My wife and I have an AGI somewhere between $120k - $140k depending on how much I make on side gigs throughout the year. We both started new full-time jobs within the last 12 months.
Here is the background:
We file jointly as "married"
Her new job does not offer retirement benefits of any kind. Her income is about $38k/y
My job has enrollment for a Traditional 401k with 3% match that I can enroll in starting in June. My income from this will be between $90-100k this year, plus I get some random 1099 work throughout the year.
I plan to contribute $729 per pay period to my employer sponsored 401k. Over a full year, this would put me at the $17,500 max contribution.
She has a few thousand sitting in a previous account from a previous employer. I have about $35k across a few 403(b)s. I'm happy with my 403(b) performance, so I likely won't roll over - she will roll over.

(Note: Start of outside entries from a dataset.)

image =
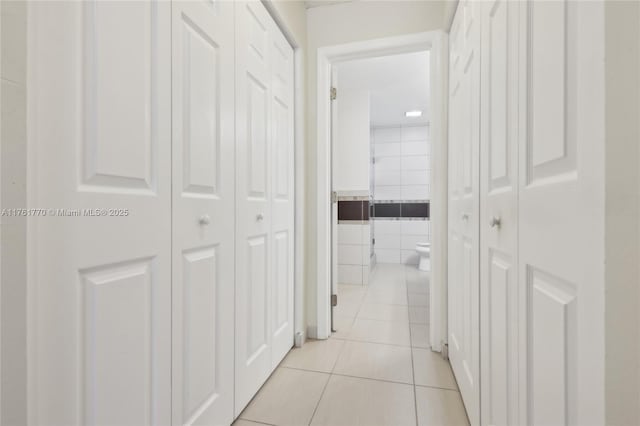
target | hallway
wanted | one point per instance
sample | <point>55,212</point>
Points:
<point>376,369</point>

At first glance, it seems that the smart move is for her to open a Traditional IRA with somewhere like Vanguard so that we can write off the contributions. Then, I read that if your AGI is over $115k for the year, that you can't write off any of the 401k contributions. This seems like it would lead to paying taxes twice - once on the money going in, and then again when you begin to take a distribution. Is this true? What option does she have that's most advantageous from a tax perspective?
Also, I just pretend that I know what I'm talking about with this stuff, so if I've left out any important details, please feel free to ask!
$115,000 or more - no deduction
That to me says that you don't get to deduct your contributions from your taxes? Did I misunderstand it? How would that work, since she would be paying into it with taxed dollars since it wouldn't be withheld by the employer?